Unable to start Model Training with Ray Train on SLURM Cluster

I’d like to set up a Slurm cluster with a master + n worker nodes, then run a HPO framework which runs the training (done with Ray Train) in a spawned process. Each spawn process is on a separate node. When I have 2 interactive SLURM nodes I am able to run my code with the following workflow:

On the Master Node:

  • Start the ray server with option --head
  • Start the script as master

On the Worker node:

  • Join the existing ray cluster
  • start the script as a worker.

How would I represent this in the sbatch script? This is what I have so far as a min example.

#SBATCH --nodes=2
#SBATCH --gres=gpu:2
#SBATCH --cpus-per-task=20

source ~/ray_env/bin/activate

# ray setup from NERSC repository
echo "Ray setup"
export redis_password

nodes=$(scontrol show hostnames "$SLURM_JOB_NODELIST") # Getting the node names

ip=$(srun --nodes=1 --ntasks=1 -w "$node_1" hostname --ip-address) # making redis-address

# if we detect a space character in the head node IP, we'll
# convert it to an ipv4 address. This step is optional.
if [[ "$ip" == *" "* ]]; then
  IFS=' ' read -ra ADDR <<< "$ip"
  if [[ ${#ADDR[0]} -gt 16 ]]; then
  echo "IPV6 address detected. We split the IPV4 address as $ip"

export ip_head
echo "IP Head: $ip_head"

echo "STARTING HEAD at $node_1"
srun --nodes=1 --ntasks=1 -w "$node_1" \
  ray start --head --node-ip-address="$ip" --port=$port --redis-password="$redis_password" --block & ; python3 hp_cluster.py --run_id RayCluster
sleep 30

worker_num=$((SLURM_JOB_NUM_NODES - 1)) #number of nodes other than the head node
for ((i = 1; i <= worker_num; i++)); do
  echo "STARTING WORKER $i at $node_i"
  srun --nodes=1 --ntasks=1 -w "$node_i" ray start --address "$ip_head" --redis-password="$redis_password" --block & ; python hp_cluster.py --run_id RayCluster --worker
  sleep 5

echo "Setup complete"

However it doesn’t work. The code works since I can do it manually with interactive terminals.
Any suggestions on when and how to run my program after starting the Ray cluster would really help.
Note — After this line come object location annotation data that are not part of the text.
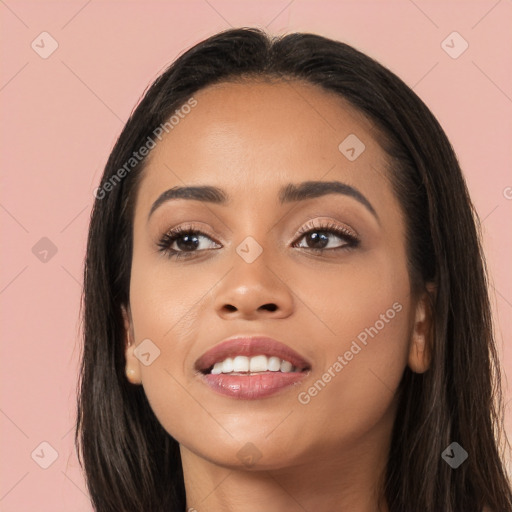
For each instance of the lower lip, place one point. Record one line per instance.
(252, 387)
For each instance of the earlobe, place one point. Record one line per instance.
(132, 369)
(421, 343)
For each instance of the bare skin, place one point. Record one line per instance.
(320, 451)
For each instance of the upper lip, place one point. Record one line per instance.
(250, 346)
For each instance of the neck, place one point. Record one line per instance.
(349, 479)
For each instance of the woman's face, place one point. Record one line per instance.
(257, 268)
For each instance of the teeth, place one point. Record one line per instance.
(255, 364)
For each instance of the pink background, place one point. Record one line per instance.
(61, 116)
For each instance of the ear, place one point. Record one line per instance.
(132, 369)
(421, 343)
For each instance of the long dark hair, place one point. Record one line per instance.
(132, 464)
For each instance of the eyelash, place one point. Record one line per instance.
(171, 236)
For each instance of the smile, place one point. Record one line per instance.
(251, 368)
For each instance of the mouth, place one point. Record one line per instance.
(251, 368)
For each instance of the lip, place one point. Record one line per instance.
(251, 386)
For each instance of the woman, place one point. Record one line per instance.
(285, 300)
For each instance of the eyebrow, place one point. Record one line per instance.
(287, 194)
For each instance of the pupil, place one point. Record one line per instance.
(189, 242)
(315, 237)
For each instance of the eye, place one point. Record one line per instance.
(321, 235)
(183, 241)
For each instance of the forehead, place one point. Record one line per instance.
(253, 137)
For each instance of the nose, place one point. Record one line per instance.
(254, 290)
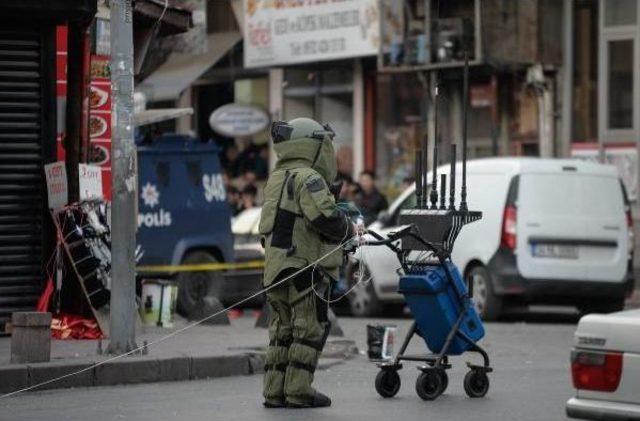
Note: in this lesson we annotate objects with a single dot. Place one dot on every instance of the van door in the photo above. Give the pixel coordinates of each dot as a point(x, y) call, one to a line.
point(606, 226)
point(550, 226)
point(571, 226)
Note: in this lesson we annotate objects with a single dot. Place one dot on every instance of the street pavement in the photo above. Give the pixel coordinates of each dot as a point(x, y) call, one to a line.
point(531, 382)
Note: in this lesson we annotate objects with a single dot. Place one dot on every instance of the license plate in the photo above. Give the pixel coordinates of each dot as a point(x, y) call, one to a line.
point(554, 251)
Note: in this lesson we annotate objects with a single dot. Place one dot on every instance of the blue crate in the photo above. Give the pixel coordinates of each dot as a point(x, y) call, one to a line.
point(435, 305)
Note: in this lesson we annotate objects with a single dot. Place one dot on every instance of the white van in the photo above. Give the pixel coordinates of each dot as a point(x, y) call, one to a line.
point(553, 231)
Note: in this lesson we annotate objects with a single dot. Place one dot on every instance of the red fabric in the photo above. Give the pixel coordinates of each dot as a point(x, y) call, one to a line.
point(45, 297)
point(68, 326)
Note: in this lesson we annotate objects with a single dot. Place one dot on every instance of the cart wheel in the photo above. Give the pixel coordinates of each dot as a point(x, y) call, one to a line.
point(476, 383)
point(430, 384)
point(387, 383)
point(445, 380)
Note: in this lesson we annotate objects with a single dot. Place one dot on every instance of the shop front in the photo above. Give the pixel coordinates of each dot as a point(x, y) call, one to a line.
point(605, 119)
point(319, 67)
point(28, 142)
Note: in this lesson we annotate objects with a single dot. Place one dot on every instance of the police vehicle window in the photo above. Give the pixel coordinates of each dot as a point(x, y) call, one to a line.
point(163, 172)
point(194, 172)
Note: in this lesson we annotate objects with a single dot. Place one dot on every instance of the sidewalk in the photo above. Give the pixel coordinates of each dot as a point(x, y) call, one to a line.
point(200, 352)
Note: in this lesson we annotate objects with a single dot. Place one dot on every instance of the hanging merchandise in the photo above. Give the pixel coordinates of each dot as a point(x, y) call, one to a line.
point(87, 238)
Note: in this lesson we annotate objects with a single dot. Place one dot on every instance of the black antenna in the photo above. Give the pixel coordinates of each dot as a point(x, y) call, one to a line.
point(418, 175)
point(434, 180)
point(443, 191)
point(452, 178)
point(425, 183)
point(465, 102)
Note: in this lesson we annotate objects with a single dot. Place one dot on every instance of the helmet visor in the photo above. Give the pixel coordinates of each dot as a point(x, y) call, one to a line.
point(326, 132)
point(281, 131)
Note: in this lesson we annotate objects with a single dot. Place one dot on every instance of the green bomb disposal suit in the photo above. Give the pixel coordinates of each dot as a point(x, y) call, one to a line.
point(300, 223)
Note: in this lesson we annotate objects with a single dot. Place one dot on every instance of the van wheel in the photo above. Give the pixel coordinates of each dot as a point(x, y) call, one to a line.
point(607, 306)
point(487, 303)
point(363, 300)
point(194, 286)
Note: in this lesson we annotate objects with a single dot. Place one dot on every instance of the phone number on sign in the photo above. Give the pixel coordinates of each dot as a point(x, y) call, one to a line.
point(335, 45)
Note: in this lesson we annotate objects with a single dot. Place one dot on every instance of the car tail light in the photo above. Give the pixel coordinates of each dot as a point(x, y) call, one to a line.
point(509, 222)
point(596, 370)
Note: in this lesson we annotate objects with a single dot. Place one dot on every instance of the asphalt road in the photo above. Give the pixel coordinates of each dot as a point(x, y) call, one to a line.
point(531, 382)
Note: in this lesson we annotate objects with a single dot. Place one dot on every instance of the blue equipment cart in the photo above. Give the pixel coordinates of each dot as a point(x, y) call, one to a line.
point(444, 314)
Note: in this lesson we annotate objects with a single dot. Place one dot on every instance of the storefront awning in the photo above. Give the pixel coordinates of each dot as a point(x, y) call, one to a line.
point(181, 70)
point(145, 117)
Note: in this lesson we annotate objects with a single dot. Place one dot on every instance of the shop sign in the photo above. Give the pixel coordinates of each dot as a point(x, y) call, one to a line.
point(300, 31)
point(235, 120)
point(56, 175)
point(100, 120)
point(624, 157)
point(90, 181)
point(482, 96)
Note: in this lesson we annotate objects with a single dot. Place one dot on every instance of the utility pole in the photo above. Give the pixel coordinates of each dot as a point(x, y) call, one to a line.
point(124, 180)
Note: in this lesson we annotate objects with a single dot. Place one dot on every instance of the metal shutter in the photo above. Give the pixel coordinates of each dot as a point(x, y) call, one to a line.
point(21, 171)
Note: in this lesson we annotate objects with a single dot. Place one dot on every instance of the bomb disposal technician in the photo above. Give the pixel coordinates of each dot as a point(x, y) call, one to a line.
point(300, 224)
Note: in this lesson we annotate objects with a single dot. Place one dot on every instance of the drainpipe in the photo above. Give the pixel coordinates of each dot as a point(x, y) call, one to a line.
point(567, 77)
point(124, 179)
point(77, 108)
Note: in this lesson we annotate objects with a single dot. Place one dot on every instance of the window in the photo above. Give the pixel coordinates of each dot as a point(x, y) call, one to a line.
point(620, 84)
point(325, 94)
point(620, 12)
point(163, 172)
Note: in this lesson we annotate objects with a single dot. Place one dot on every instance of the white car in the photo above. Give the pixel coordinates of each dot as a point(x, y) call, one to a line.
point(605, 367)
point(553, 231)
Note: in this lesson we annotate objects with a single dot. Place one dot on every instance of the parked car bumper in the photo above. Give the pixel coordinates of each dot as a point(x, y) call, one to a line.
point(592, 409)
point(507, 280)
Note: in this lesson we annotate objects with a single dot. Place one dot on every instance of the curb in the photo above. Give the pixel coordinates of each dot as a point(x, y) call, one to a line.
point(129, 370)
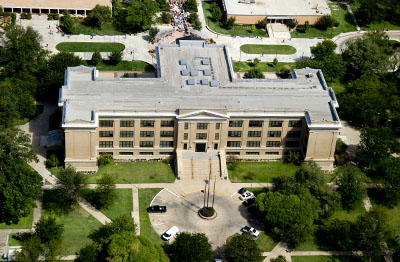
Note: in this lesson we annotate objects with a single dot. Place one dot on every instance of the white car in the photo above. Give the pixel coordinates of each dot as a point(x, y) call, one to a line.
point(170, 233)
point(251, 231)
point(246, 195)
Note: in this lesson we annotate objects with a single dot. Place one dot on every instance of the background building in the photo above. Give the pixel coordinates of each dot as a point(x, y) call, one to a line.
point(252, 11)
point(196, 105)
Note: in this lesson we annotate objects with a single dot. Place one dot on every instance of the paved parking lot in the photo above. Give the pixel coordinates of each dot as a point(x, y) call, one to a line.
point(182, 212)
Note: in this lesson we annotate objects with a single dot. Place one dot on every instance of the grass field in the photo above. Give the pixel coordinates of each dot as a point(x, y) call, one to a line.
point(77, 224)
point(235, 31)
point(268, 49)
point(136, 172)
point(146, 195)
point(263, 171)
point(24, 223)
point(339, 12)
point(125, 66)
point(89, 46)
point(263, 66)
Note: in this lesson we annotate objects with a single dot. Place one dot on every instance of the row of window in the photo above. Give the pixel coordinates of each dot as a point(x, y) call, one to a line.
point(107, 144)
point(131, 123)
point(142, 133)
point(258, 143)
point(200, 126)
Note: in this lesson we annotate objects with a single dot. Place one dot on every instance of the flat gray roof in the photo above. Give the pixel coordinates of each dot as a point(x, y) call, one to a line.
point(85, 95)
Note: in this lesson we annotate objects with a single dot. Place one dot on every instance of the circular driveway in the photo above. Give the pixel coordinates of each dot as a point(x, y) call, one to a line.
point(182, 212)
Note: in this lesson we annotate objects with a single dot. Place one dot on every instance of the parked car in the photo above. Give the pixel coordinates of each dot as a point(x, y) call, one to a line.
point(249, 201)
point(246, 195)
point(242, 190)
point(157, 209)
point(250, 230)
point(170, 233)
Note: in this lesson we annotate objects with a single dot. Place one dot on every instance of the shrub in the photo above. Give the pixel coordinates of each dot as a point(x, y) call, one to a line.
point(105, 159)
point(115, 57)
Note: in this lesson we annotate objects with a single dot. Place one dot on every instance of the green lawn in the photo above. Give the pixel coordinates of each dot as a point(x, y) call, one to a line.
point(265, 243)
point(123, 204)
point(125, 66)
point(146, 195)
point(263, 66)
point(89, 46)
point(237, 30)
point(268, 49)
point(342, 16)
point(77, 225)
point(323, 259)
point(263, 171)
point(107, 29)
point(24, 223)
point(12, 241)
point(136, 172)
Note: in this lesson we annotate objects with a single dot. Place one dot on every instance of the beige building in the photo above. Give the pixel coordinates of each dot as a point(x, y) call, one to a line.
point(76, 7)
point(275, 11)
point(196, 109)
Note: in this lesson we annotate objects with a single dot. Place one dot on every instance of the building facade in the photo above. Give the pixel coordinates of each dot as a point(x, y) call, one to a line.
point(196, 105)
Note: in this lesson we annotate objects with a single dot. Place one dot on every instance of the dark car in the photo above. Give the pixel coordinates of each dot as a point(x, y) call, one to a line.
point(157, 209)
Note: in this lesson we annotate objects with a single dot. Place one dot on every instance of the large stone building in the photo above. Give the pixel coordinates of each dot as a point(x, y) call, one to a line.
point(76, 7)
point(195, 104)
point(252, 11)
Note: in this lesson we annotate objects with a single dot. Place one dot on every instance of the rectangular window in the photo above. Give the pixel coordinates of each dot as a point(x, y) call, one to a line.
point(106, 134)
point(103, 144)
point(147, 123)
point(236, 123)
point(253, 143)
point(201, 136)
point(273, 143)
point(125, 143)
point(233, 144)
point(234, 133)
point(126, 133)
point(252, 153)
point(146, 144)
point(166, 133)
point(106, 123)
point(126, 153)
point(275, 123)
point(202, 126)
point(146, 134)
point(292, 143)
point(294, 134)
point(166, 143)
point(167, 123)
point(254, 134)
point(295, 123)
point(274, 133)
point(127, 123)
point(255, 123)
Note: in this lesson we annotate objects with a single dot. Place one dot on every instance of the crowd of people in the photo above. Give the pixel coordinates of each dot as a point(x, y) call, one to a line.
point(178, 15)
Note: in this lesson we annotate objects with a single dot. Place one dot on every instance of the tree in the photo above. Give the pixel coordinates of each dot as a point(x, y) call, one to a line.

Since this is a single Ray cluster, maybe you can just submit all the jobs to the head node?

For more details on SLURM, see Deploying on Slurm — Ray 2.8.1

I’m currently trying that. The HPO framework also has a Master-Worker architecture so I started the Ray cluster, then submitted the calls to start master and worker as separate processes with subprocess.Popen().
Would I face any clashes with this approach?

Thank you :slight_smile: